In Stanton’s opinion, “Saudi Arabia is a promoter of terrorism,” and its strict Wahhabi Muslim state religion “is a terrorist ideology that believes in one way to look at the world, and anybody who doesn’t look at the world that way is an enemy.” 

He accused the Saudis of “committing huge war crimes in Yemen” and said they should be put on trial. “I don’t know that any of our leaders have the courage to face the Saudis yet, but I’d like to think that somebody does.”

To Stanton, “the real problem is political will. Leaders have to understand they have to stop genocide or they are going to get voted out of office.” He suggested both Donald Trump and Hillary Clinton are avoiding any discussion of genocide in their political campaigns “because they know it is a really hard question.” He said both candidates should be asked about the issue at the upcoming debates, “but I don’t know if you’re going to get really good answers.”

Despite the pessimistic tone of many of his remarks, Stanton said, “I actually do believe we can win.” He urged people to practice empathy and to “think about individual persons,” saying Dr. King’s “emphasis on personalizing injustice is so important in making it clear that genocide affects persons.”

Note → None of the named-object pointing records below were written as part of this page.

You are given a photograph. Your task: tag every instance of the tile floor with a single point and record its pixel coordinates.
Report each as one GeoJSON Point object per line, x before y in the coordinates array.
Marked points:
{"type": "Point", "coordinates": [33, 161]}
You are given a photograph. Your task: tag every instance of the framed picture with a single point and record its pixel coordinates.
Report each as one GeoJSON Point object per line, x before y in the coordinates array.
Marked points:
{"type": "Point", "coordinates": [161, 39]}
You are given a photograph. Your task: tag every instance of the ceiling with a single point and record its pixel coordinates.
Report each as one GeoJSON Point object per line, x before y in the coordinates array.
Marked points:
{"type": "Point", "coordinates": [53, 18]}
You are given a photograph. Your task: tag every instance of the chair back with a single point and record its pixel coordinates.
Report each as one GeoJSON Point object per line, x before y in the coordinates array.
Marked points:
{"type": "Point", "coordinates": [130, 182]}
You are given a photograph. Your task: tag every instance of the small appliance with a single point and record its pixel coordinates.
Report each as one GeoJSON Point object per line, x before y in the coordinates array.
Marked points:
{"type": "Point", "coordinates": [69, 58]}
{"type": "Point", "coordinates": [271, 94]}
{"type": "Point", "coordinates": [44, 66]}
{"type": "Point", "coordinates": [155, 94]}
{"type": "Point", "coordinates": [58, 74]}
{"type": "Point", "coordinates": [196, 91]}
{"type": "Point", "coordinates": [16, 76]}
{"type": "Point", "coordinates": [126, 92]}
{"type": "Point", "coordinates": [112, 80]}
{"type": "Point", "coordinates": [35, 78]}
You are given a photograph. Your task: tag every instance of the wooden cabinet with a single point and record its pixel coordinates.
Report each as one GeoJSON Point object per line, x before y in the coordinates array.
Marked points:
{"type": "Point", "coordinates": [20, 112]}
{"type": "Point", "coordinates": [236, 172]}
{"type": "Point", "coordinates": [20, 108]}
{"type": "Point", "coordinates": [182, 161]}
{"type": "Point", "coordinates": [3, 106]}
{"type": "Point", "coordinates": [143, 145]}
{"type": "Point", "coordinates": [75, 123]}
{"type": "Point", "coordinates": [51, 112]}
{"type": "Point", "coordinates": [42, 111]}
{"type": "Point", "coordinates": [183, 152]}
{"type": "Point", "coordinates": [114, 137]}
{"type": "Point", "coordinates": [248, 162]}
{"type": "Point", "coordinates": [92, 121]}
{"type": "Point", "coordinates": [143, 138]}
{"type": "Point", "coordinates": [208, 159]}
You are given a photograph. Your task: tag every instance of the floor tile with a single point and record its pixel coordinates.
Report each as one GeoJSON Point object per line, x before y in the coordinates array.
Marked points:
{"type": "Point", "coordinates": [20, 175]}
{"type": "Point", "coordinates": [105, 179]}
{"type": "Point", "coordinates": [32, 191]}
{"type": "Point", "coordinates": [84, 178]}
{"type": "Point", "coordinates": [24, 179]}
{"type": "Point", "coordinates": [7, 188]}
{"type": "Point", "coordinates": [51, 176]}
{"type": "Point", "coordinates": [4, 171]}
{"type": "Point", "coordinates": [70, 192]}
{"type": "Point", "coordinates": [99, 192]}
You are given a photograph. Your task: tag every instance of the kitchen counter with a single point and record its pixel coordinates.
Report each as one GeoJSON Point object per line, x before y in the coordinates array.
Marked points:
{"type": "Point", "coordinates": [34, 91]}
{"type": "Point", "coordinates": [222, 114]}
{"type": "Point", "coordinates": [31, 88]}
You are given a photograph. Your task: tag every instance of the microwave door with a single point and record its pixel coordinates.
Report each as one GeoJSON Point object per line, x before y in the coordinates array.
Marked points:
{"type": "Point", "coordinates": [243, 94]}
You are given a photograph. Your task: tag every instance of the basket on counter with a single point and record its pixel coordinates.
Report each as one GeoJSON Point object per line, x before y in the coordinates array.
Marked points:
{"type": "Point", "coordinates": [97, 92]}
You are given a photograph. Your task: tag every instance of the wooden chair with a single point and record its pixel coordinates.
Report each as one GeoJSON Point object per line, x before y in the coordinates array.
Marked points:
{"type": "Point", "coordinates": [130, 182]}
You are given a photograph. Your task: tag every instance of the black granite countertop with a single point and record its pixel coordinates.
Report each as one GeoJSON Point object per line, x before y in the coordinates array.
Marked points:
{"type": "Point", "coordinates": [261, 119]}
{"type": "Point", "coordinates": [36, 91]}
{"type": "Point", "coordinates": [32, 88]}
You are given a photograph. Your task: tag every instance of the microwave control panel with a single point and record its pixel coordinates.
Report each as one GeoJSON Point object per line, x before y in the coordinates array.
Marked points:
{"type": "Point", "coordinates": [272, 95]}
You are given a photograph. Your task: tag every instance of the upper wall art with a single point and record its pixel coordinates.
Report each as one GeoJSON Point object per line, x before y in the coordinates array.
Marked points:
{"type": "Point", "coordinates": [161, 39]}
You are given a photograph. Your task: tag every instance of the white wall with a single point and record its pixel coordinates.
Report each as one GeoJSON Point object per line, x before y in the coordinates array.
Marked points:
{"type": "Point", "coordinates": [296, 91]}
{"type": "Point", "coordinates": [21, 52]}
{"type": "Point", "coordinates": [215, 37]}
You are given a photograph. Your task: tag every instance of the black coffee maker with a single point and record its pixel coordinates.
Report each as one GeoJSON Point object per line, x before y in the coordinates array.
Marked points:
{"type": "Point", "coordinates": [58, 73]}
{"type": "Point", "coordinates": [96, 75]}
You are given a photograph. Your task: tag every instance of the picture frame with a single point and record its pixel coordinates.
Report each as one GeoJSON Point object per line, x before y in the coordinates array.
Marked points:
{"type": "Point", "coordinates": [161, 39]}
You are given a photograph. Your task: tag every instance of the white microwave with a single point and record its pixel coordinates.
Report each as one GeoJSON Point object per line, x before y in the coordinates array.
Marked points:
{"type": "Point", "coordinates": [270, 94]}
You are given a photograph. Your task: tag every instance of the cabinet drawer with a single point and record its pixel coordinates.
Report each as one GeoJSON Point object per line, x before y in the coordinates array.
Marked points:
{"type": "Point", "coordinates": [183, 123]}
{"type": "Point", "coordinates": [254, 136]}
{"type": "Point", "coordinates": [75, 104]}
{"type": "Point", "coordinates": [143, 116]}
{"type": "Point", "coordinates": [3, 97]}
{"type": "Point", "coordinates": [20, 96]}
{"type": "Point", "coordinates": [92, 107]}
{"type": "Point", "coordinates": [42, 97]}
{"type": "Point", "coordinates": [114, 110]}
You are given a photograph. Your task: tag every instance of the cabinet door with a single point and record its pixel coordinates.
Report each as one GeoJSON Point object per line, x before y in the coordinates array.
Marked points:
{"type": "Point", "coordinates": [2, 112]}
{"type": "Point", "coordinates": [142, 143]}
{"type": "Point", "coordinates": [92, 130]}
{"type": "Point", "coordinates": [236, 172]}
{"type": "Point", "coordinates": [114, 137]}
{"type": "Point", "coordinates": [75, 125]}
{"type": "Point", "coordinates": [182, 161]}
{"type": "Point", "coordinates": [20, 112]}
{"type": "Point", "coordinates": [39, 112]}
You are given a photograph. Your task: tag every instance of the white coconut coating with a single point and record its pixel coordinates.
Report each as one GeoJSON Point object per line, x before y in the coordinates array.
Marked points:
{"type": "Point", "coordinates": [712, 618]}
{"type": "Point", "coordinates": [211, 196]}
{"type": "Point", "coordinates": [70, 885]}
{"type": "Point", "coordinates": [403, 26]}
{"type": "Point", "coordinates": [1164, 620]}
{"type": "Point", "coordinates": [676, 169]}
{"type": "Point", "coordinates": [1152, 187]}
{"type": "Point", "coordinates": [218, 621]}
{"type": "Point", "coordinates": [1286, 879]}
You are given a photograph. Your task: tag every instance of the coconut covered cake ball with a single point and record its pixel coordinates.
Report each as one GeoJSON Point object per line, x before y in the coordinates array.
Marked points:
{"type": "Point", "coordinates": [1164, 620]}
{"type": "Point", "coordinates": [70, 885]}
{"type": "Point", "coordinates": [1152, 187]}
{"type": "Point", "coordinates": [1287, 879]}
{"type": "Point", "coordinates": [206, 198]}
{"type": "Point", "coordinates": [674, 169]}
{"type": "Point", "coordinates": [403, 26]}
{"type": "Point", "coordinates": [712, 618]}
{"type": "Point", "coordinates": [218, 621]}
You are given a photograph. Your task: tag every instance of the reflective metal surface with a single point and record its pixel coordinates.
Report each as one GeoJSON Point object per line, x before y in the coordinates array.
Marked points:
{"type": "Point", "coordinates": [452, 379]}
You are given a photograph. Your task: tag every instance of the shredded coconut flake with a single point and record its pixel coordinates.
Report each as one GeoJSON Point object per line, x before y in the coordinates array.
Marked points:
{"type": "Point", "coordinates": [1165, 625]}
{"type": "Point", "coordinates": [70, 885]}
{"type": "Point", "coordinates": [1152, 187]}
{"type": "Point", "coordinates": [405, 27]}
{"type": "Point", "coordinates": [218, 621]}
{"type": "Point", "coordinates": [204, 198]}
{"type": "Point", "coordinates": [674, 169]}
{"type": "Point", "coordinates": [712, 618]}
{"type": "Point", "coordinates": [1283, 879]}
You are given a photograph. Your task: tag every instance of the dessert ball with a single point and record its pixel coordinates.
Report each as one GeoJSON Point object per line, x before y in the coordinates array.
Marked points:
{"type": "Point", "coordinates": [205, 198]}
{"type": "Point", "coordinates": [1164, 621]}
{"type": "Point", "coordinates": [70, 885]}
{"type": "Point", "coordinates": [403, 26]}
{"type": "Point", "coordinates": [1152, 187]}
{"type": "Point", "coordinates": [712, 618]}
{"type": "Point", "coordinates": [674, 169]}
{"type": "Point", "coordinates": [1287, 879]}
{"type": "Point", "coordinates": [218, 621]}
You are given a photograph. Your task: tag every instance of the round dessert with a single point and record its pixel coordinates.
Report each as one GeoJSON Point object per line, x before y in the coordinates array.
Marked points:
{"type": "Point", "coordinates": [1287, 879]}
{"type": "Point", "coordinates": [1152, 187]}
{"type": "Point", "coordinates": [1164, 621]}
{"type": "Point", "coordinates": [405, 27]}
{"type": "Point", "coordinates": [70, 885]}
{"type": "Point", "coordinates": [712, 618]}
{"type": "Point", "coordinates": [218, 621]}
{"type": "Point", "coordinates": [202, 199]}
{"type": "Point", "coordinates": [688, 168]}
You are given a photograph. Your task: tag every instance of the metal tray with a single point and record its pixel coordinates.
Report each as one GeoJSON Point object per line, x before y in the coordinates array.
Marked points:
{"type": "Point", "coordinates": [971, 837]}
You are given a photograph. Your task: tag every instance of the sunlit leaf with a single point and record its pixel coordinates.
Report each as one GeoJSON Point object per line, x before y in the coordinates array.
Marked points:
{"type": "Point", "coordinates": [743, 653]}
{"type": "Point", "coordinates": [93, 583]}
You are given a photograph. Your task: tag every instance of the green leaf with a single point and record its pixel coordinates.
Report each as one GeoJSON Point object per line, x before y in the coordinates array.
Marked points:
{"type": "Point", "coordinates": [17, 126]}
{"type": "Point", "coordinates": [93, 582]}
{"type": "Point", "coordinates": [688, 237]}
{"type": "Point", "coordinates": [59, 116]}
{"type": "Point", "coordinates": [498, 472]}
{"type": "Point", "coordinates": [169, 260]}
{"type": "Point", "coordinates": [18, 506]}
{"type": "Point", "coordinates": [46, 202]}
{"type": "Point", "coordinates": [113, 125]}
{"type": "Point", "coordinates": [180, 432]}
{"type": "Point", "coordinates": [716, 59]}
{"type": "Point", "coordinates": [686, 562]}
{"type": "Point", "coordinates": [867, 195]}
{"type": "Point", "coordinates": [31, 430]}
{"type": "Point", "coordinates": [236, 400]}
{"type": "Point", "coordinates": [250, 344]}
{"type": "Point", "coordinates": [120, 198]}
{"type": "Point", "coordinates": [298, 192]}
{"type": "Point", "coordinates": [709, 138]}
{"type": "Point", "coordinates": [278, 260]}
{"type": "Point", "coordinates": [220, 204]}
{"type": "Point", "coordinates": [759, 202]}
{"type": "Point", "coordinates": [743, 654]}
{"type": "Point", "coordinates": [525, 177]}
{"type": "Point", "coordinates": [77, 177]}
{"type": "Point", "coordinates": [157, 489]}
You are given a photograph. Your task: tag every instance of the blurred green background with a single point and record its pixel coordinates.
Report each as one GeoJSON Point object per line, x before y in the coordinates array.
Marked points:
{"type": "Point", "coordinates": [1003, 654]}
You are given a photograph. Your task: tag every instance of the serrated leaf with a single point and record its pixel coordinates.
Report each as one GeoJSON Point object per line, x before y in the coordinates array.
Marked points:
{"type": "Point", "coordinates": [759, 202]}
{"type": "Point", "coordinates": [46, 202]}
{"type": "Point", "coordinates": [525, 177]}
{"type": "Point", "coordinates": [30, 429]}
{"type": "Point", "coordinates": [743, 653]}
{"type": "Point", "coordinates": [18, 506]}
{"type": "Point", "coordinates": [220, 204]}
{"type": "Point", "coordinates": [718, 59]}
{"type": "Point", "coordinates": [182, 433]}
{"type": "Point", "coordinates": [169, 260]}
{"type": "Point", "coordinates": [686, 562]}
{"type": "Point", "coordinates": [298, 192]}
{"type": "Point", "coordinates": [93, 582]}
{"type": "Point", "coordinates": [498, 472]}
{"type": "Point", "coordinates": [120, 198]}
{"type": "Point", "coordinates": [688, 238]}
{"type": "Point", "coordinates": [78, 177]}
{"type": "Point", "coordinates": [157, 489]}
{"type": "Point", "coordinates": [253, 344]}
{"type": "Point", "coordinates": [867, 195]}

In a question-and-answer period following his 40-minute speech, Stanton was asked how to dissuade young Muslims who are tempted to enlist in ISIS and other terrorist groups.

“I think the best antidote to ideology is a better ideology. The best way is to get religious leaders, especially Muslims, to say, ‘This is a heresy. This is wrong. This is not Islam.’ And in fact, Islam has never believed that killing people is what you should do in order to get to heaven. This whole idea of murderous ideology is a violation of Islamic law, I think. We have got to get our allies in the Islamic world to speak out against this.

“When you use the word ‘genocide’ it demands action,” he said. “Until you do use the ‘G word’ people won’t use force. But once you do, then action becomes possible.”